Causal therapy of cardiomyopathy
A causal therapy of cardiomyopathy may be, for example, the use of drugs that inhibit inflammation or autoimmune reactions. If certain viruses are the cause of cardiomyopathy, they try to fight it. The pathological storage of certain substances in the heart muscle can possibly be slowed down with appropriate active ingredients.
Symptomatic therapy of cardiomyopathy
In the treatment of heart muscle disease, the focus is usually on relieving symptoms and preventing possible complications. Important is:
- to treat the effects of heart failure. For this purpose, one uses various medications such as diuretics, ACE inhibitors or beta-blockers, which should relieve the heart.
- to prevent possible arrhythmia. Also for this there are appropriate drugs, called antiarrhythmic drugs.
- to prevent the formation of blood clots in the heart. For this, the patients must regularly take anticoagulant drugs.
- physical conservation. Patients with cardiomyopathy avoid intensive physical stress, but regular exercise in moderation is certainly beneficial.
Depending on the form and stage of cardiomyopathy, surgical interventions may be considered for treatment. It removes, for example, parts of the heart muscle, or uses a pacemaker. As a last resort, when other treatments stop helping, all that remains is a heart transplant.
Cardiomyopathy: disease course and prognosis
Cardiomyopathies are usually serious illnesses. It is rarely possible to cure them and in many cases the health of those affected deteriorates steadily. A blanket statement on life expectancy is not possible. The prognosis depends strongly on the type and stage of heart muscle disease.

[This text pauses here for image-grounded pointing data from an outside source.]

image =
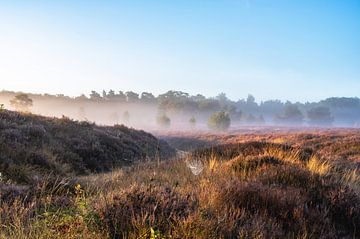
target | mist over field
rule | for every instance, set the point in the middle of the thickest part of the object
(138, 119)
(186, 112)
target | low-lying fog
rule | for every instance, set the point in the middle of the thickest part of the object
(179, 111)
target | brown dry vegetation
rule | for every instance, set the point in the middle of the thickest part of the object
(270, 185)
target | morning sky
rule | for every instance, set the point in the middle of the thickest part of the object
(301, 50)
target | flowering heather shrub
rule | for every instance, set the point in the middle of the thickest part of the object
(33, 145)
(153, 207)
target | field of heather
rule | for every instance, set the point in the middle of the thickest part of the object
(252, 184)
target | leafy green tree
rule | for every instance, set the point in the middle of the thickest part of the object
(163, 120)
(94, 95)
(126, 117)
(148, 97)
(192, 121)
(132, 96)
(219, 121)
(320, 116)
(22, 102)
(291, 115)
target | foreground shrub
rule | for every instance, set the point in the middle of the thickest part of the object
(138, 209)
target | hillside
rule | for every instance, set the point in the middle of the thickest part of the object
(270, 185)
(32, 146)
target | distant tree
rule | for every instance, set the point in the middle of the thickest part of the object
(250, 99)
(219, 121)
(121, 97)
(320, 116)
(111, 94)
(192, 121)
(94, 95)
(126, 117)
(82, 97)
(261, 120)
(22, 102)
(223, 100)
(163, 120)
(250, 119)
(132, 96)
(147, 97)
(114, 117)
(291, 115)
(82, 113)
(104, 94)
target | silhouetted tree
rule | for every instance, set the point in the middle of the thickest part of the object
(126, 117)
(132, 96)
(163, 120)
(148, 97)
(291, 115)
(219, 121)
(250, 119)
(114, 117)
(95, 96)
(320, 116)
(192, 121)
(22, 102)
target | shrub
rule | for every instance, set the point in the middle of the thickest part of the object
(219, 121)
(152, 207)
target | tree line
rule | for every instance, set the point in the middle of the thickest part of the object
(342, 111)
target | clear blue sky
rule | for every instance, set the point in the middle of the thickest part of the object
(301, 50)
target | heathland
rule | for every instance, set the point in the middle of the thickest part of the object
(67, 179)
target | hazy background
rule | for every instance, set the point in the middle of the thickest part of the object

While patients with mildly pronounced hypertrophic cardiomyopathy have a near-normal life expectancy, dilated and restrictive cardiomyopathy are far worse off. Without heart transplantation, a large proportion of patients die in the first decade after diagnosis.
Arrhythmogenic right ventricular cardiomyopathy also has no good prognosis. Without therapy, about 70 percent of those affected die in the first ten years after diagnosis. But if it is possible to suppress the arrhythmia, the life expectancy is hardly limited in this form.
Sometimes one turns cardiomyopathy For a lifetime, little or no noticeable, but there is always a certain risk that dangerous cardiac arrhythmias occur.